Harry rolled his eyes. "We've been over this, Hermione. He was in his dog form when he fell asleep."

"Right," she responded. "And it's a coincidence that he was playing soft music and stroking your hair when you woke up. Not to mention that bottle of oily stuff. What's it called?"

"Harry, thank goodness I've found you."

He wasn't quite sure he agreed with Luna on that point, but at least Hermione had stopped talking. The last thing he needed was a reminder of his godfather's idea of bonding.

"It's all over the school what's happened to you, Harry," Luna said in her sing-song voice. "I just wish I had found you sooner."

"How did everyone find out?" Harry asked. "I haven't told anyone but my closest friends and the mother."

Hermione shrugged. Luna pointed to his forehead. "Your scar," she said quietly. "When females are pregnant, sometimes there's a glow over their whole body, even more so with witches. With men...well, you should see for yourself." Luna conjured a mirror and handed it to Harry. It was difficult to see unless you looked for it, but Harry saw the sign as soon as he glanced at his reflection from the right angle. He swore loudly. The lightning bolt scar (which he'd come to discover many women, even those quite a few years older than himself, found sexy) was glowing, all right. It was also flashing and had a mildly glittery sheen. No wonder Snape had laughed the minute Harry had moved his hair.

"So, why couldn't you see it?" Harry asked Hermione.

"Because she's in love with you," Luna responded before Hermione could answer. The other girl blushed and looked away. "Only people who have no feelings for you can see a ridiculous sign like that. Hermione's feelings force her to see past it; you appear normal to her." Luna sighed and took his hand. "Come on, let me help you."

As the Ravenclaw led him down the hall, Harry had one thought: Was Luna's help the kind he would want to accept?

He had his answer twenty minutes later. He'd been blindfolded and deafened before being led into the Ravenclaw common room. From there, Harry had been stripped, tied to a reading table and surrounded by over a dozen female fifth, sixth and seventh year students.

"No," Harry said. "You can't do this. I don't even's not possible to live through all that," he said as he thought over the spells they'd recited to him.

"It's a house tradition—"

"—And secret—"

"—That has been passed down for years," Luna explained with the help of one of her housemates. "There has never been one child born by accident to a boy at Hogwarts." Well, there was the one, but technically Remus Lupin was out of school. Cedric had been born during a lunar cycle, in Hogsmeade. Lily had never forgiven him for giving up their son. Luckily, Dumbledore had connections in the Ministry's Hall of Records or the adoption might have been discovered.

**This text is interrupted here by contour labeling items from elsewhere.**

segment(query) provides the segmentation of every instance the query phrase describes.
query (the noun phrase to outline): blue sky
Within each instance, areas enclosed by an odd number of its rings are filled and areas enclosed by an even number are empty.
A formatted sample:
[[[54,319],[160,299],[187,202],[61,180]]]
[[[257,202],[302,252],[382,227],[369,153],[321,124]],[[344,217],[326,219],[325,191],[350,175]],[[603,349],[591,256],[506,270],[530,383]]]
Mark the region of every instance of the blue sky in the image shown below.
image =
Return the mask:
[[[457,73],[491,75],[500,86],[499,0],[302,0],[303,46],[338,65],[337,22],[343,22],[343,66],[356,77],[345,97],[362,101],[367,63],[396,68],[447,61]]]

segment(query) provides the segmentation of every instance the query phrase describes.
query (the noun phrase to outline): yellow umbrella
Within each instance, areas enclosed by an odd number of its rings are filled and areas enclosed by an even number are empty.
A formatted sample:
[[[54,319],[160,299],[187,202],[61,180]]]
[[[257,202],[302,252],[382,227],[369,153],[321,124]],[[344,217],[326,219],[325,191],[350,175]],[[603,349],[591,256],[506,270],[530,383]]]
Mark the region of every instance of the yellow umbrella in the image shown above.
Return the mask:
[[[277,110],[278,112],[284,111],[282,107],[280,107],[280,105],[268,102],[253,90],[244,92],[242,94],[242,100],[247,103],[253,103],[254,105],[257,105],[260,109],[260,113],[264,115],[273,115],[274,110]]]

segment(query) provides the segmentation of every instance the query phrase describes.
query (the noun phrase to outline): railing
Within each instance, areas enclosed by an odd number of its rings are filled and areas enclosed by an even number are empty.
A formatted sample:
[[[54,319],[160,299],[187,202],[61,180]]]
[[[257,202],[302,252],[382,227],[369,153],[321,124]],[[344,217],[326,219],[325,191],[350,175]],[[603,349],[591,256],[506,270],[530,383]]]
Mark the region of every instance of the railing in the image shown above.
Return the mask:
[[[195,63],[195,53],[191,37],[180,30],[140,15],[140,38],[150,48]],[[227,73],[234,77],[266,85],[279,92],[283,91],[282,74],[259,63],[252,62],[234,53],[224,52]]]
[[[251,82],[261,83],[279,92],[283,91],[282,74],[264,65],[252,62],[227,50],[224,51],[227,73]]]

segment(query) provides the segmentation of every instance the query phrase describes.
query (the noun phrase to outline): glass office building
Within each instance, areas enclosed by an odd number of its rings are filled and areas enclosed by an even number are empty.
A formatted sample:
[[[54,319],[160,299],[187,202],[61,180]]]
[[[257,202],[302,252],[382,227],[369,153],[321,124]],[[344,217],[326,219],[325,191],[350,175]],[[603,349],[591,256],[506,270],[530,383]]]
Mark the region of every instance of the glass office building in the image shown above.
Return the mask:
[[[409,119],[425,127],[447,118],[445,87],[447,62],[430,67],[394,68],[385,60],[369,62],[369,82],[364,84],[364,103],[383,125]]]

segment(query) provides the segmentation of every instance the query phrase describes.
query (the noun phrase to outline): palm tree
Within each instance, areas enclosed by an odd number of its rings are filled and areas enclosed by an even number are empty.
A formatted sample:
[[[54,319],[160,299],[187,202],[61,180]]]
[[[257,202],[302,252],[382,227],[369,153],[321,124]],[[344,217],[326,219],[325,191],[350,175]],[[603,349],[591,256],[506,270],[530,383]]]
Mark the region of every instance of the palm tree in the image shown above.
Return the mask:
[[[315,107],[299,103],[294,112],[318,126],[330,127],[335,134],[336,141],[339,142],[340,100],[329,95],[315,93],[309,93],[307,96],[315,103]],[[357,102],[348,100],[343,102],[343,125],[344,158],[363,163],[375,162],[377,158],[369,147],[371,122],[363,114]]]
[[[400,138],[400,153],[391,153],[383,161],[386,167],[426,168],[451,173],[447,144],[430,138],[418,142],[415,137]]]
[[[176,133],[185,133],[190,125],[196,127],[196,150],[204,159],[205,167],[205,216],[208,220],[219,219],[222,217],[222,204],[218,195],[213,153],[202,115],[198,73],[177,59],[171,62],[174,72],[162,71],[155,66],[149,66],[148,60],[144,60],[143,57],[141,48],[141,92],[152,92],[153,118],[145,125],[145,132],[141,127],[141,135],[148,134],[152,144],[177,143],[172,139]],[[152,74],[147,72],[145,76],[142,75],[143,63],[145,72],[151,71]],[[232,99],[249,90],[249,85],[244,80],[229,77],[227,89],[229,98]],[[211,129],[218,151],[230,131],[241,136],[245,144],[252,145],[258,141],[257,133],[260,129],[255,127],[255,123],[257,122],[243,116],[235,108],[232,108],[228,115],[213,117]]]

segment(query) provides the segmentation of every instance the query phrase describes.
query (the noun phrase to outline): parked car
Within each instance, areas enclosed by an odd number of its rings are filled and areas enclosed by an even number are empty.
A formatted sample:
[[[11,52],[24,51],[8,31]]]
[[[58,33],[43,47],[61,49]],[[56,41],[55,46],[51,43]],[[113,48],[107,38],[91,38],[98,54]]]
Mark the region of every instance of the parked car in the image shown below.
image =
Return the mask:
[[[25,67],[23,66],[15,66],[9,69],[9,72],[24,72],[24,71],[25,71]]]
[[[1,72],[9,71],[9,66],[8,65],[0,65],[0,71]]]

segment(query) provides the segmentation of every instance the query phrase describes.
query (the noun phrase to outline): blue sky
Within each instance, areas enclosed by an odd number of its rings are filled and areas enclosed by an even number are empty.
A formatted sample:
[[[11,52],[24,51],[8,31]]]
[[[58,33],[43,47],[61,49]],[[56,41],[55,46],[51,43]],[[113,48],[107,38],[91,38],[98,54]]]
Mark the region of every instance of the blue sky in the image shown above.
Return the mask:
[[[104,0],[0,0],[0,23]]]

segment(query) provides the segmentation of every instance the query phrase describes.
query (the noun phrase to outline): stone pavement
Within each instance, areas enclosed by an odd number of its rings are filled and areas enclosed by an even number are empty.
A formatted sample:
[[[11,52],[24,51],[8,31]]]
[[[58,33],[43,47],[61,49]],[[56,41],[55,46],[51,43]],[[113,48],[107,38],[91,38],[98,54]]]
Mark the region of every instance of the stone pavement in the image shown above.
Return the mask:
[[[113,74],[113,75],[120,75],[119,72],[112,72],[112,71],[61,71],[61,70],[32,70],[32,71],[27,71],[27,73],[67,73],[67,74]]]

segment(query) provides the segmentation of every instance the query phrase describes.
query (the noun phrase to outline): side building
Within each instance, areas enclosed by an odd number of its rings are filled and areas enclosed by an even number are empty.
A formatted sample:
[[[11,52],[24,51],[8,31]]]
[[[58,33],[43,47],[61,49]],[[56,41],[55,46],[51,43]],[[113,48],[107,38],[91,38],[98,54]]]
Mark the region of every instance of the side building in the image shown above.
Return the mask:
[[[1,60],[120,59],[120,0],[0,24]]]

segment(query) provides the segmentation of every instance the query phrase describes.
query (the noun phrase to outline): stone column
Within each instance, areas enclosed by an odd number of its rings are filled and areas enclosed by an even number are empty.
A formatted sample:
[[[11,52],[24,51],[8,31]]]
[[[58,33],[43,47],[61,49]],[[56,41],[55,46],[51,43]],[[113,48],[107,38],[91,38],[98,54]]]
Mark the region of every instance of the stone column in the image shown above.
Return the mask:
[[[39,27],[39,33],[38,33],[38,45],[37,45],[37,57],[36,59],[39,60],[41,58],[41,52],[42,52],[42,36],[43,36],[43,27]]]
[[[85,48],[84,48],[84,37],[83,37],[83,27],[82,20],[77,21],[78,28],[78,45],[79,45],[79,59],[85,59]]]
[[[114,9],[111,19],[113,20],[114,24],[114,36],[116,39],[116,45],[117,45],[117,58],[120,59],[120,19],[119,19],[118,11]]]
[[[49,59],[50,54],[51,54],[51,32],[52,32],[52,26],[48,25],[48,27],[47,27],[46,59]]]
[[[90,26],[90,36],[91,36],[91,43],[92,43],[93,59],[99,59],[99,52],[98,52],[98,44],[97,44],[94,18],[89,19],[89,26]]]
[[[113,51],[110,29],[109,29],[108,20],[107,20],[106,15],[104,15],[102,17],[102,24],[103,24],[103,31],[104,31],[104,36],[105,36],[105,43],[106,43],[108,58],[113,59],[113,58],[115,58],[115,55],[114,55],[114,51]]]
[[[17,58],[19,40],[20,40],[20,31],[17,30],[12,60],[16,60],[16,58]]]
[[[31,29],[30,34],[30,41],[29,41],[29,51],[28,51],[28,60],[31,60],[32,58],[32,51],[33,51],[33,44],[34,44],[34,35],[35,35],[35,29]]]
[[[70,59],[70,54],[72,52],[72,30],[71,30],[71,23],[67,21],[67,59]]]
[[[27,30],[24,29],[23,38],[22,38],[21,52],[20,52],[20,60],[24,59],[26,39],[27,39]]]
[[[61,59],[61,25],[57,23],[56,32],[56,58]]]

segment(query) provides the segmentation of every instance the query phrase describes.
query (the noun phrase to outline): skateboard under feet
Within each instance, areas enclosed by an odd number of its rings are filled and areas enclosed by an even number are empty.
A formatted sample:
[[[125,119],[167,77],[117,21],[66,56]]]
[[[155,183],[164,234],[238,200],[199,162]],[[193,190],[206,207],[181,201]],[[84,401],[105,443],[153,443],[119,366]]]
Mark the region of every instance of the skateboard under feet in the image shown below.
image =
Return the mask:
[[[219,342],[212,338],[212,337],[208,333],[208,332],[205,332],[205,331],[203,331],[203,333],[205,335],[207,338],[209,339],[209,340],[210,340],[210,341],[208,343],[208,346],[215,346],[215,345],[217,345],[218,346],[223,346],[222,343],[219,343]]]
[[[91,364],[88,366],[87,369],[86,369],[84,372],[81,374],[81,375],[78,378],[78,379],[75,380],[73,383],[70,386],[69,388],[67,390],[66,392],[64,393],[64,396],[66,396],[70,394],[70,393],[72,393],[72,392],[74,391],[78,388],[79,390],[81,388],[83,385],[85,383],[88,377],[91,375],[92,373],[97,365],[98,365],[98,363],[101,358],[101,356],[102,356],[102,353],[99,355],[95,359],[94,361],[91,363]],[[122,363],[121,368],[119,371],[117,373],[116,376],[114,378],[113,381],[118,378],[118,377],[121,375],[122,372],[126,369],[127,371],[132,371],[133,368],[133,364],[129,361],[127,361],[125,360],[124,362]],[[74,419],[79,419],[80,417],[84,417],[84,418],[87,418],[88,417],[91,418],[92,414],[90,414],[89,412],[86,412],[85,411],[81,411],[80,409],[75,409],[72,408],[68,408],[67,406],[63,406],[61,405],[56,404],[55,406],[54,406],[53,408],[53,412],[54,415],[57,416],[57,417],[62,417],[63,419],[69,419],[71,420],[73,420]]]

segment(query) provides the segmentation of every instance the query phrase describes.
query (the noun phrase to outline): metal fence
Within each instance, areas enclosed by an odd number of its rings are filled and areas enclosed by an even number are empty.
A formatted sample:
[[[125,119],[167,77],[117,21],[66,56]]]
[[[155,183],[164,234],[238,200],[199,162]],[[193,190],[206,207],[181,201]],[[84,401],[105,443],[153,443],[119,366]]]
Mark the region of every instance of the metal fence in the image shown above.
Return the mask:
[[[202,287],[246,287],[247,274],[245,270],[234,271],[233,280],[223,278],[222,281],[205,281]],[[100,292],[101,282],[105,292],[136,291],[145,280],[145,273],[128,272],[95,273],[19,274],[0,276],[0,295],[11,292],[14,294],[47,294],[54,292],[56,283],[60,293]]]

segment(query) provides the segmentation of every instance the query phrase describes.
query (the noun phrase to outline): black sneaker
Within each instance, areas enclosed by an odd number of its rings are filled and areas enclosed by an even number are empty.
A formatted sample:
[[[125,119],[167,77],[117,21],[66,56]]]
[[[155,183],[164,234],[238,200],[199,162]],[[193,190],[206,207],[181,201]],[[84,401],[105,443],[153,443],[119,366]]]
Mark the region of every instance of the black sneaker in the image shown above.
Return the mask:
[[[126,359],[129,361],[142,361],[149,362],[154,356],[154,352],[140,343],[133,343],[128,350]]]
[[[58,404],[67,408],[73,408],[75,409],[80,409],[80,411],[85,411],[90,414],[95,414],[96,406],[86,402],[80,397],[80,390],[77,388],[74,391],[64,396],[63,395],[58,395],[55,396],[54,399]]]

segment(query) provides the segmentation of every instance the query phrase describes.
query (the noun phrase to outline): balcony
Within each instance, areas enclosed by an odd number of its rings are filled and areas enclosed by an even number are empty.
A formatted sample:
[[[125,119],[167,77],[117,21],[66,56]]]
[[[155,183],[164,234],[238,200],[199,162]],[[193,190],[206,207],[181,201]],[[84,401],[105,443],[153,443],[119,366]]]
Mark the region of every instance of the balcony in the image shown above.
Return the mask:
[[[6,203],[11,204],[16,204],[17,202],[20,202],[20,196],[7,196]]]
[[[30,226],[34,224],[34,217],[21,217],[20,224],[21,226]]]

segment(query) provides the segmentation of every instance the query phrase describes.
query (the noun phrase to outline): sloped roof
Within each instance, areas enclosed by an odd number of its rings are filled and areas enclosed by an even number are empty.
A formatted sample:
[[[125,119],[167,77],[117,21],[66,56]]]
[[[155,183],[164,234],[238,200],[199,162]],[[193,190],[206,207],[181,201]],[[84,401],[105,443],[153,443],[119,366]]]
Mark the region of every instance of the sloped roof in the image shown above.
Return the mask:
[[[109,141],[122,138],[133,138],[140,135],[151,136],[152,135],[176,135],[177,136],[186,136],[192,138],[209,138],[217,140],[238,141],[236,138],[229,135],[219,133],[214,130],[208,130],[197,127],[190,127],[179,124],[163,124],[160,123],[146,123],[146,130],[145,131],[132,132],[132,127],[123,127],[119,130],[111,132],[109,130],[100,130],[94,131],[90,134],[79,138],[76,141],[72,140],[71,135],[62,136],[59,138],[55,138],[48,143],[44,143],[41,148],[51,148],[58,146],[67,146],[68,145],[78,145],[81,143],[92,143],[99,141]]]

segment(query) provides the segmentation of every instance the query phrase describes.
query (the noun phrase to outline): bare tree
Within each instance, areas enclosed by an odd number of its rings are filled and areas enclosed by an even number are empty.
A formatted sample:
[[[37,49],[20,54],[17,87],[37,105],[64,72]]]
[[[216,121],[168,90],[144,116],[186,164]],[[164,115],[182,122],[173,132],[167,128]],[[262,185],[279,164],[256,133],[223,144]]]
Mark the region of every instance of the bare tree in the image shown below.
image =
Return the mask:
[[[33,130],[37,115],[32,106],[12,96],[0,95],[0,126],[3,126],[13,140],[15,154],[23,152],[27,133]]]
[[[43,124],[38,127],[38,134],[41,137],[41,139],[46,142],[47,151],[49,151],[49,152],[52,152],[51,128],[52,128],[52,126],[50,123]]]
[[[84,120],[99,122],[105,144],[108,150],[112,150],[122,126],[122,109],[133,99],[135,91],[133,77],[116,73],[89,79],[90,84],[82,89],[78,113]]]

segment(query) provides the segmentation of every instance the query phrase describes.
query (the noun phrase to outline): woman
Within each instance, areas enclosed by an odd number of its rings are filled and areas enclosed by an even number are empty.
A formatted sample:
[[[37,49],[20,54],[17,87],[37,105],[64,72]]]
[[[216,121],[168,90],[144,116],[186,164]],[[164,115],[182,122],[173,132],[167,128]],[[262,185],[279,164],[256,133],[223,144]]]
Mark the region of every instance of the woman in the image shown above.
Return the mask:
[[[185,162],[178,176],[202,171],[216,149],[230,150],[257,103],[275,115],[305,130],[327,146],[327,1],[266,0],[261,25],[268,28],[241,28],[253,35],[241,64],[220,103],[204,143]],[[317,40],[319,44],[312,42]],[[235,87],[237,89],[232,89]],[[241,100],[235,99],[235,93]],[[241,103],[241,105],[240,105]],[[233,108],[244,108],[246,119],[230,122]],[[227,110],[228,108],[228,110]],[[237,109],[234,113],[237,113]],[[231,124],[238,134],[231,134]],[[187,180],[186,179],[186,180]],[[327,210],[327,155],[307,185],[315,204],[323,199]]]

"Let us help you," she said. She motioned to the other girls to raise their wands. The table Harry was on began to vibrate. "It'll only hurt for the first few minutes."

Harry begged to differ about that timetable. Later, of course, he was ashamed of what he had done. To end a life (even an unnatural one) was a horrible thing. Of course, he knew how it might have to come out, so he counted himself lucky that he didn't have to explain the permanent funny walk for the rest of his life. Besides, there would be other opportunities to have a family, or so he'd been assured. He knew he could rely on the information. After all, Ravenclaw was the best place to go for reliable help.